Sólo a raíz de la toma del poder por la clase obrera se sentaron las bases de una verdadera y radical transformación del modo de vida. No se puede racionalizar el modo de vida, es decir transformarlo según las exigencias de la razón, si no se racionaliza la producción, pues el modo de vida tiene sus raíces en la economía. La burguesía, al menos sus corrientes más progresistas, se limitaba a racionalizar por una parte la técnica (por medio de las ciencias naturales, de la tecnología, de la química, de las invenciones y mecanizaciones), y por otra parte la política (gracias al parlamentarismo), pero no la economía, donde persistía el juego de la competición ciega. He allí por qué las fuerzas inconscientes y ciegas seguían gobernando a la sociedad burguesa. La clase obrera, después de haber conquistado el poder, somete las bases económicas de las relaciones humanas a un control y a una dirección conscientes. Es la única vía hacia una transformación racional del modo de vida.

Eso es lo que nos conduce igualmente a comprobar que nuestros éxitos en lo referente al modo de vida dependen directamente de nuestros éxitos en materia económica. No cabe la más ligera duda de que, aun al nivel de nuestra economía actual, podríamos conceder un lugar mucho más importante a la crítica, a la iniciativa y a la razón. Esa es precisamente una de las tareas de la época. Resulta más evidente aún que la transformación radical del modo de vida (la emancipación de la mujer de la esclavitud doméstica, la educación pública de los niños, la abolición de la sujeción económica que pesa sobre el matrimonio, etc.), no avanzará sino a la par de la acumulación social y del predominio creciente de las fuerzas económicas socialistas sobre las del capitalismo. Sin embargo, el análisis crítico del modo de vida es ahora la condición indispensable para que este modo de vida, conservador debido a sus tradiciones milenarias, no quede a la zaga de las posibilidades de progreso que nuestros recursos económicos nos ofrecen desde hoy, y en los tiempos futuros. Por otra parte, los más mínimos éxitos en el plano de la vida diaria corresponden, por definición, a una alza del nivel de cultura del obrero y de la obrera, que acrecentarán enseguida las posibilidades de racionalización de la industria y, por consiguiente, las de una aceleración de la acumulación socialista.
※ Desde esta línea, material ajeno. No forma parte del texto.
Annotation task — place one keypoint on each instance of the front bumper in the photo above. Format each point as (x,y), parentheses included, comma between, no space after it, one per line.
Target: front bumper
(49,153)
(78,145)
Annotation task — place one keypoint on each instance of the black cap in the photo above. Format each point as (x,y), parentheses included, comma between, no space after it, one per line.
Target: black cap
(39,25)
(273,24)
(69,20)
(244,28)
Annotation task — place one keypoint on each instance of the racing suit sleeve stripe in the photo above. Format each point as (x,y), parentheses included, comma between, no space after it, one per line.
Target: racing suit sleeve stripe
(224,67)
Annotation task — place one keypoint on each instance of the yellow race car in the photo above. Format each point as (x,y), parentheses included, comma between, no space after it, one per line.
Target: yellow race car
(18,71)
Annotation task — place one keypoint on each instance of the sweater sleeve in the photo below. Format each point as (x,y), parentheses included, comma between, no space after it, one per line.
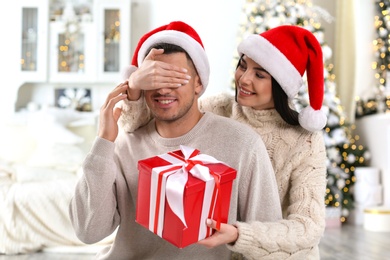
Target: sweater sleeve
(259,200)
(93,209)
(303,225)
(134,115)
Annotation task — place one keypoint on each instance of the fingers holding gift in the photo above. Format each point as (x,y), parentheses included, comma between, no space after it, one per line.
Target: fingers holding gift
(227,234)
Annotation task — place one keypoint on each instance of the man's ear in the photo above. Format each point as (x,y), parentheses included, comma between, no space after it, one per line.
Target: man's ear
(198,85)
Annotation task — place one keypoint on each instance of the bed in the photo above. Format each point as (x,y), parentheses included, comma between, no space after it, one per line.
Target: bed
(41,153)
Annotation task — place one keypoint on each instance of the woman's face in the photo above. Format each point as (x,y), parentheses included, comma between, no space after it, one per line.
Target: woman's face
(254,85)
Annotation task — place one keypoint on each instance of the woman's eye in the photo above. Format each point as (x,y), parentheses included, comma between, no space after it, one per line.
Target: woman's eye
(242,67)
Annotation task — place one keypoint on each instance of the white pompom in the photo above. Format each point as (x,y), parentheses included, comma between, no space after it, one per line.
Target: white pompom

Ésta, a su vez, abrirá el camino a nuevas conquistas en el campo de la colectivización del modo de vida. Se trata de una interdependencia dialéctica: el factor histórico capital es la economía; pero nosotros, el partido comunista, el estado obrero, no podemos actuar sobre ella sino a través de la clase obrera, esforzándonos por elevar continuamente el nivel de calificación técnica y cultural de los que la componen. En el Estado obrero el trabajo cultural se efectúa en beneficio del socialismo, y el socialismo equivale a una poderosa expansión de la cultura, de una cultura auténtica, humana, de una cultura del hombre liberado de las relaciones de clase. 
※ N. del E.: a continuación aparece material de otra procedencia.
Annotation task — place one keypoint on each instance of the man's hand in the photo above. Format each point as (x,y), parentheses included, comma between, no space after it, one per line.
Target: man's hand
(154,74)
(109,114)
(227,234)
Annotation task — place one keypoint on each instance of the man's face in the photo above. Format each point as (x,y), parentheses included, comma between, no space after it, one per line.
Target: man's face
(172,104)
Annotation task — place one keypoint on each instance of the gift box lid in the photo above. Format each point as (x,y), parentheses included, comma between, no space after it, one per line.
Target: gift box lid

[1] Gleb Uspenski (1843-1902): escritor realista ligado a la “escuela natural”, cuyas obras ofrecen completo panorama de la vida del “pequeño” pueblo (pequeños funcionarios, campesinos, obreros). Los de la calle Rasteriaev, es su primera obra importante.

[2] Iuri Nicolaievich Libedinski (1898-1959): es uno de los primeros representantes de la joven prosa soviética. Participó en la guerra civil, de la que dejó una romántica descripción en su primera novela, La semana.